The surface interaction of representative isolates that either remained attached to the surface or aerosolized well during nebulization were compared in a model of rewetting bacteria dried on a surface. Overnight bacterial cultures grown in LB at 37°C were normalized to an optical density at 600 nm (OD600) of 2.5 and subsequently diluted 1:100 in LB. Five microliters of the suspension was carefully spotted onto the middle of a glass well in a 96-well plate (Mat Tek/P96G-1.5-5-F) and dried for 3 hours at either 16% or 70% RH. Once dried, the bacteria were loaded with the membrane dye FM4-64 (ThermoFisher; T3166) and the cytoplasm dye CytoX (ThermoFisher; S7020) 15 minutes prior to viewing. Imaging was performed with a spinning disk confocal microscope (Nikon Ti2-E connected to Yokogawa W1), and the images were captured with a sCMOS camera (Photometrics Prime BSI; Teledyne Photometrics, Tuscon, AZ) (see Supplemental Methods for more detail). The chamber was then wetted repeatedly with water followed by removal 30 times, and the same field was captured after the vigorous wash.
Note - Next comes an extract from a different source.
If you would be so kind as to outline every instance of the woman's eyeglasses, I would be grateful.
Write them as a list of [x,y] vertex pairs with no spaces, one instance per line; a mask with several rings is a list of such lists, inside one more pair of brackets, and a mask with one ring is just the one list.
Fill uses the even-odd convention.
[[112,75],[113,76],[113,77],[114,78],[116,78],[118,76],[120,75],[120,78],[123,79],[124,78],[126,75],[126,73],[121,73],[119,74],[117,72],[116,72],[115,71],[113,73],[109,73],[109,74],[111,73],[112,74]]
The procedure was subsequently repeated for each sample well. Image analysis was performed with the built-in functions in the Nikon Element software.

Statistical analysis.

A P value of less than 0.05 was considered statistically significant for all tests. Chi-square analysis for nominal variables and analysis of variance or covariance (ANOVA or ANCOVA, respectively) for continuous variables were used to explore relationships of aerosolization of bacteria to bacterial species, inoculum size, presence of bacteria entering solution during nebulization, and RH. Dispersion with RH was further assessed with a simple regression. Statistical significance for rewetting experiments was determined by performing an unpaired t test by comparing each strain at 16% and 70% humidity with Prism. The distribution of normality was evaluated by Komogorov-Smirnov tests. Mann-Whitney U tests were done on nonnormal data sets. Other statistical analyses were performed using Statview analysis software (SAS Institute, Cary, NC). Results are reported as medians or means ± standard errors of the mean or as frequencies (%).